Although we have been breeding Suffolks for years ,we have purchased two Blk Headed Dorper rams to use over our maidens next fall.anybody tried it and with what results?.....................T,O,R....................


----------



## Sheepdog

We used some Dorpers over our Suffolks when we were living in Australia, however a number still had to be shorn as many only shed partially. They were a nice cross though. We then sold off the suffolks and went to straight dorper. 

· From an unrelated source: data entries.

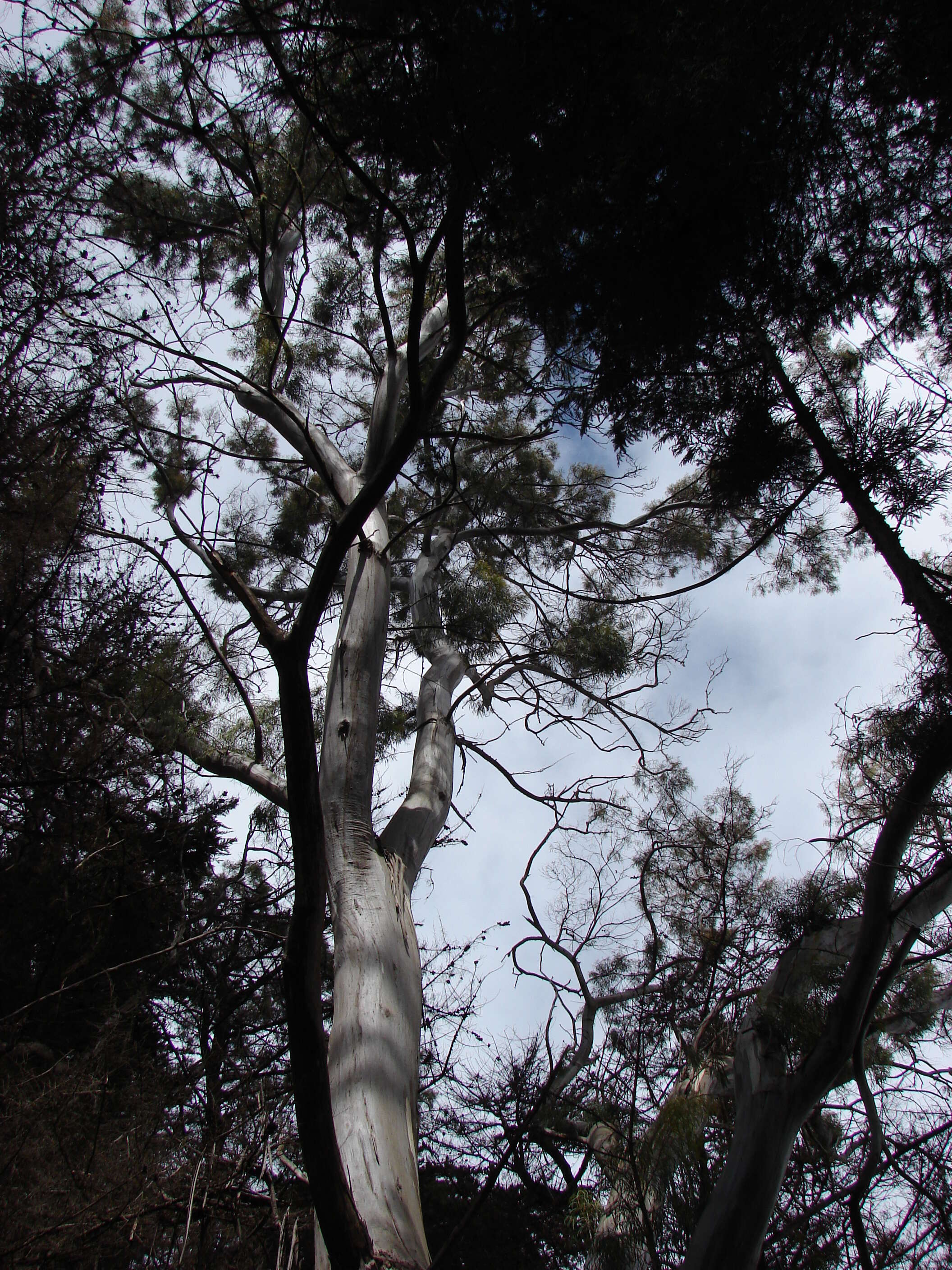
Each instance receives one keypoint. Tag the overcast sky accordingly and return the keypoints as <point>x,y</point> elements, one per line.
<point>791,659</point>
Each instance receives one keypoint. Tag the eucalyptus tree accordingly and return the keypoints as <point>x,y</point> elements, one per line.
<point>347,472</point>
<point>772,379</point>
<point>672,934</point>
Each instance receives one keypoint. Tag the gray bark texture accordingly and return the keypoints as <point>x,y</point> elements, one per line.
<point>375,1038</point>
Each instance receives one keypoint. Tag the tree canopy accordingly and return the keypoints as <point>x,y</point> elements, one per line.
<point>330,332</point>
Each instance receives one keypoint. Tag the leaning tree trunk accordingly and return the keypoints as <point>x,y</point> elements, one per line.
<point>375,1039</point>
<point>774,1103</point>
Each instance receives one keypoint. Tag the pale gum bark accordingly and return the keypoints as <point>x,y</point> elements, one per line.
<point>375,1038</point>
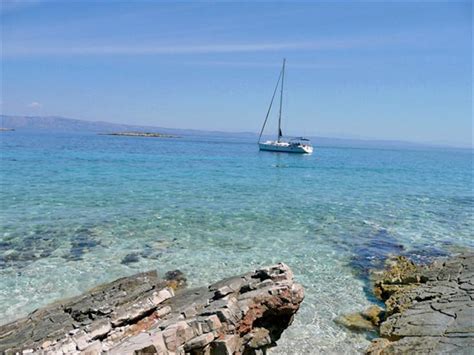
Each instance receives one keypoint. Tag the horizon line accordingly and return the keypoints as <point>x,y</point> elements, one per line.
<point>427,144</point>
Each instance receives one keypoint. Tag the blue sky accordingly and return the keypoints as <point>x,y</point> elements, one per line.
<point>387,70</point>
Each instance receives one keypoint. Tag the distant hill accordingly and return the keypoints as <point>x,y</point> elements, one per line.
<point>62,124</point>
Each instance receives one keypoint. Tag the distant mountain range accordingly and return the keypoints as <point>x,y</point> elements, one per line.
<point>62,124</point>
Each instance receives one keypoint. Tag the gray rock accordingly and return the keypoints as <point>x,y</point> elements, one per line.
<point>141,314</point>
<point>434,314</point>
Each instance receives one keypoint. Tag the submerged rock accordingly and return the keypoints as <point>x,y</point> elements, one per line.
<point>430,309</point>
<point>141,314</point>
<point>367,320</point>
<point>130,258</point>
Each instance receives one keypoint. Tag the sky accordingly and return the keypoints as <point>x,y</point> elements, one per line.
<point>397,70</point>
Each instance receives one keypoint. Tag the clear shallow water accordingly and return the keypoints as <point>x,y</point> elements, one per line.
<point>74,205</point>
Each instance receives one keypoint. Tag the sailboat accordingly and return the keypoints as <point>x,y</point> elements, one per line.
<point>283,144</point>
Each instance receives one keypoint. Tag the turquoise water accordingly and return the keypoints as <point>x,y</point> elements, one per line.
<point>80,209</point>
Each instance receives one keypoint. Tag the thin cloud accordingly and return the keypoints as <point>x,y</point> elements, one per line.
<point>35,105</point>
<point>145,49</point>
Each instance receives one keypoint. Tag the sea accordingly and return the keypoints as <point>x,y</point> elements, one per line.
<point>80,209</point>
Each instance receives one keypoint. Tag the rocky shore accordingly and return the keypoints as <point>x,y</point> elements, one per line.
<point>145,314</point>
<point>429,309</point>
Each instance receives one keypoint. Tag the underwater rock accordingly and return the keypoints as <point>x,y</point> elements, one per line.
<point>430,309</point>
<point>130,258</point>
<point>141,314</point>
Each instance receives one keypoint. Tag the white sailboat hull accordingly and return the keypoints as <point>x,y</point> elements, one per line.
<point>275,146</point>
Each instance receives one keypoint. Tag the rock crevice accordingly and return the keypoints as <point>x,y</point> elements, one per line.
<point>429,309</point>
<point>142,314</point>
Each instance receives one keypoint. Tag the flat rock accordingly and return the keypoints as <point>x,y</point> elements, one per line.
<point>141,314</point>
<point>430,309</point>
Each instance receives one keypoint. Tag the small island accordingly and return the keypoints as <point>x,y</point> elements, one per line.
<point>140,134</point>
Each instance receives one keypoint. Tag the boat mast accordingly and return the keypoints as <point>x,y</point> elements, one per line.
<point>281,99</point>
<point>269,107</point>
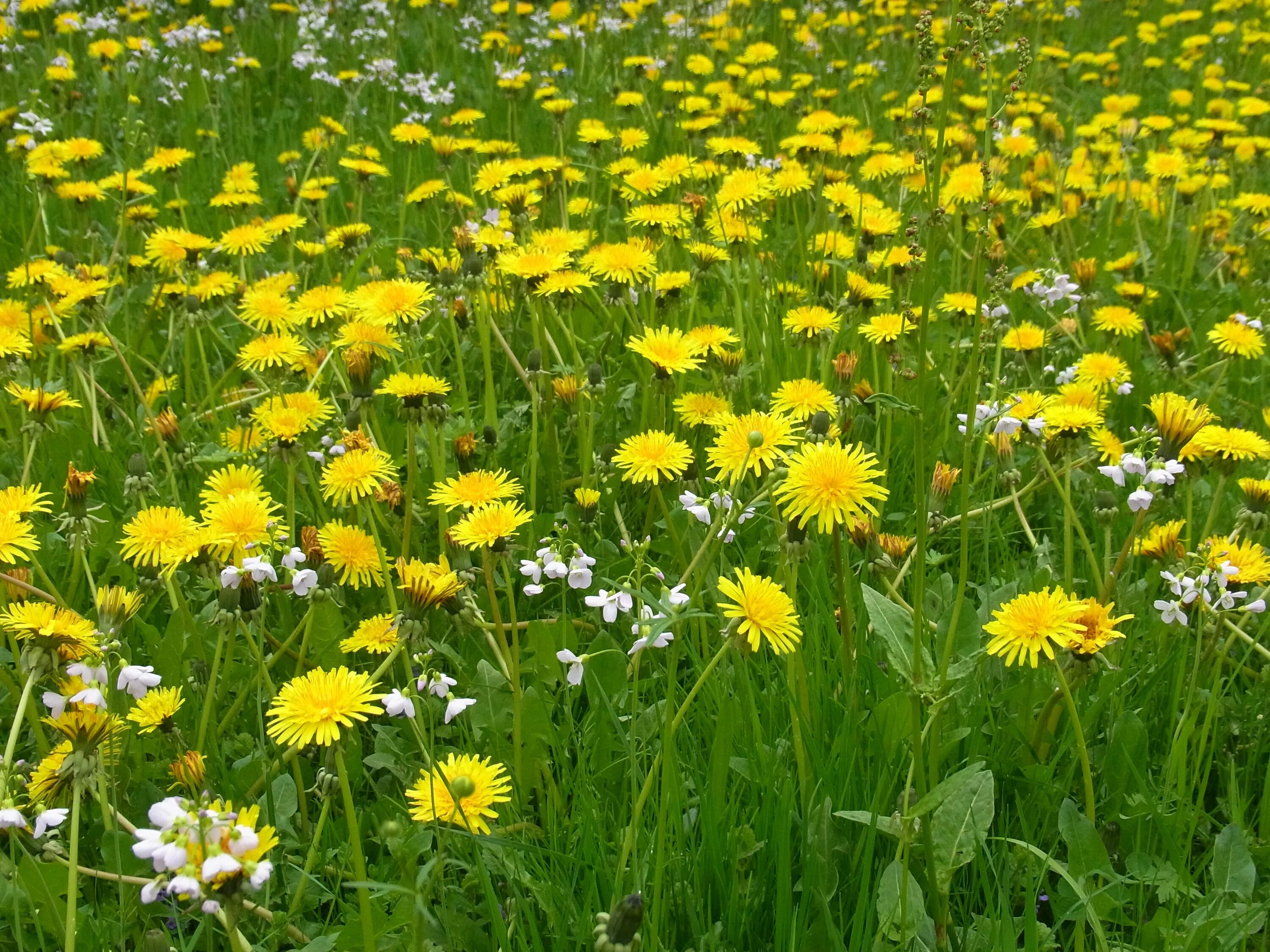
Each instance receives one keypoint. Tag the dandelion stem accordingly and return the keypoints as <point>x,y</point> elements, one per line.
<point>1080,740</point>
<point>355,842</point>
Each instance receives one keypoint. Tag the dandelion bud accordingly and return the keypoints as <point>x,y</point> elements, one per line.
<point>619,931</point>
<point>461,787</point>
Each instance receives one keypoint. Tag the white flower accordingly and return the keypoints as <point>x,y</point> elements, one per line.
<point>55,702</point>
<point>695,506</point>
<point>220,864</point>
<point>89,696</point>
<point>533,569</point>
<point>88,673</point>
<point>49,819</point>
<point>167,813</point>
<point>1008,424</point>
<point>12,817</point>
<point>397,705</point>
<point>456,706</point>
<point>1133,464</point>
<point>580,570</point>
<point>439,685</point>
<point>576,666</point>
<point>611,602</point>
<point>1170,612</point>
<point>243,841</point>
<point>138,680</point>
<point>260,569</point>
<point>262,874</point>
<point>1113,473</point>
<point>303,582</point>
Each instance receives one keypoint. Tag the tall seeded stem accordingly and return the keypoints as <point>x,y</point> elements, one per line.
<point>73,870</point>
<point>355,842</point>
<point>1080,740</point>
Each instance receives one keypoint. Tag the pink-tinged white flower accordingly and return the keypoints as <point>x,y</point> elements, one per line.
<point>50,819</point>
<point>398,705</point>
<point>576,666</point>
<point>456,706</point>
<point>1140,501</point>
<point>303,582</point>
<point>611,603</point>
<point>580,570</point>
<point>138,680</point>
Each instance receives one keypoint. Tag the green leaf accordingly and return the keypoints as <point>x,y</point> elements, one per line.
<point>286,800</point>
<point>961,824</point>
<point>1234,870</point>
<point>886,824</point>
<point>1086,853</point>
<point>895,626</point>
<point>45,885</point>
<point>900,914</point>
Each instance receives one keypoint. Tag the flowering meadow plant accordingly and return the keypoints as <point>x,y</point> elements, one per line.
<point>547,475</point>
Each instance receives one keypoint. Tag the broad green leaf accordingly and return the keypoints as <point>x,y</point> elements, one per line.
<point>1086,853</point>
<point>1232,867</point>
<point>895,626</point>
<point>961,824</point>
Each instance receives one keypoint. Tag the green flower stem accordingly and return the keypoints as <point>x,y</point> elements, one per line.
<point>310,858</point>
<point>12,746</point>
<point>408,507</point>
<point>355,842</point>
<point>1070,512</point>
<point>384,560</point>
<point>629,841</point>
<point>210,697</point>
<point>73,870</point>
<point>1080,742</point>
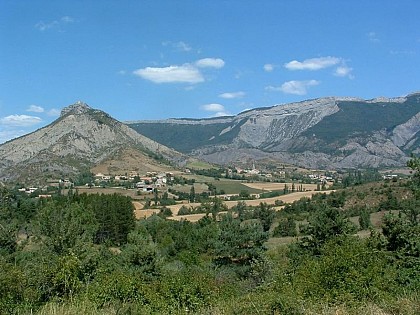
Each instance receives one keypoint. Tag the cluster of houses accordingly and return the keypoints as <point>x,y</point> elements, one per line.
<point>145,183</point>
<point>320,178</point>
<point>63,183</point>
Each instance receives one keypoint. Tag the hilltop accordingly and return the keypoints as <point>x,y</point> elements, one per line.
<point>80,139</point>
<point>325,133</point>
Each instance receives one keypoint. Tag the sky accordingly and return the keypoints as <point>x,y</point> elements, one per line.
<point>148,60</point>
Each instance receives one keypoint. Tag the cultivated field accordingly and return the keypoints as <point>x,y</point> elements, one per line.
<point>278,186</point>
<point>230,204</point>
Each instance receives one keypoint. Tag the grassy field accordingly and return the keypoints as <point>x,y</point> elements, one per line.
<point>199,165</point>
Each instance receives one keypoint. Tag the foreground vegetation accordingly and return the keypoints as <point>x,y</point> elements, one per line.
<point>80,254</point>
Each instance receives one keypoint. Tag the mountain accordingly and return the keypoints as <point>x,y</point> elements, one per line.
<point>322,133</point>
<point>81,138</point>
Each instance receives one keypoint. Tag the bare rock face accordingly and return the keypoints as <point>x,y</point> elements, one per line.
<point>332,132</point>
<point>80,138</point>
<point>404,133</point>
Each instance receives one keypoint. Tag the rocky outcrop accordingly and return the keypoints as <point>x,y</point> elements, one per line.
<point>332,132</point>
<point>80,138</point>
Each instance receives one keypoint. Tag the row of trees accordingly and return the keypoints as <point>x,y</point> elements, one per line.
<point>87,252</point>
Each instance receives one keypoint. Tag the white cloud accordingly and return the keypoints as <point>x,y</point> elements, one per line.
<point>313,63</point>
<point>186,73</point>
<point>67,19</point>
<point>268,67</point>
<point>294,87</point>
<point>44,26</point>
<point>182,46</point>
<point>231,95</point>
<point>20,121</point>
<point>179,46</point>
<point>210,63</point>
<point>172,74</point>
<point>214,107</point>
<point>35,109</point>
<point>344,71</point>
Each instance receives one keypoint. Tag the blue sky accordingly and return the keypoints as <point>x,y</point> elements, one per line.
<point>161,59</point>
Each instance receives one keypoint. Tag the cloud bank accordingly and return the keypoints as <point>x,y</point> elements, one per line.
<point>186,73</point>
<point>294,87</point>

As much as I love the Suffolk as it was what I grew up with, the hair sheep are so much easier. I know a lot of people who have crossed dorper with Suffolk or Dorset and most of them eventually sell off the wool meat sheep and go entirely with the hair sheep for the ease of not having to shear.


----------



## The Old Ram-Australia

G'day sheepdog,thanks for the reply ,what was the difference in conformation observed on the first and second crosses?...Did you find that the lambs "matured faster"?I want to out-cross twice (second X father to daughter ) and then go back to the Suffolk.
.........................T.O.R.........................


----------



## Sheepdog

The Old Ram-Australia said:
			
		

> G'day sheepdog,thanks for the reply ,what was the difference in conformation observed on the first and second crosses?...Did you find that the lambs "matured faster"?I want to out-cross twice (second X father to daughter ) and then go back to the Suffolk.
> .........................T.O.R.........................


Hi Old Ram,

We mostly had 1st crossed though we did keep some and experimented with second crosses. The dorper really stamps the type.... the lambs definitely matured faster and the second cross was even better. For some reason dorper rams seem to be quite prepotent sires in that the progeny generally always more dorper looking than the dam.... no matter what they are crossed with... and the Dorper (black headed) seems to almost always throw a black head to its progeny no matter what they are crossed with. Our suffolks were a good size and meaty but the Dorper really added extra muscling... especially hind quarters and shoulders. And because of the black face of the Suffolk, I can honestly say that every single one of our Dorper X Suffolks had a black head... 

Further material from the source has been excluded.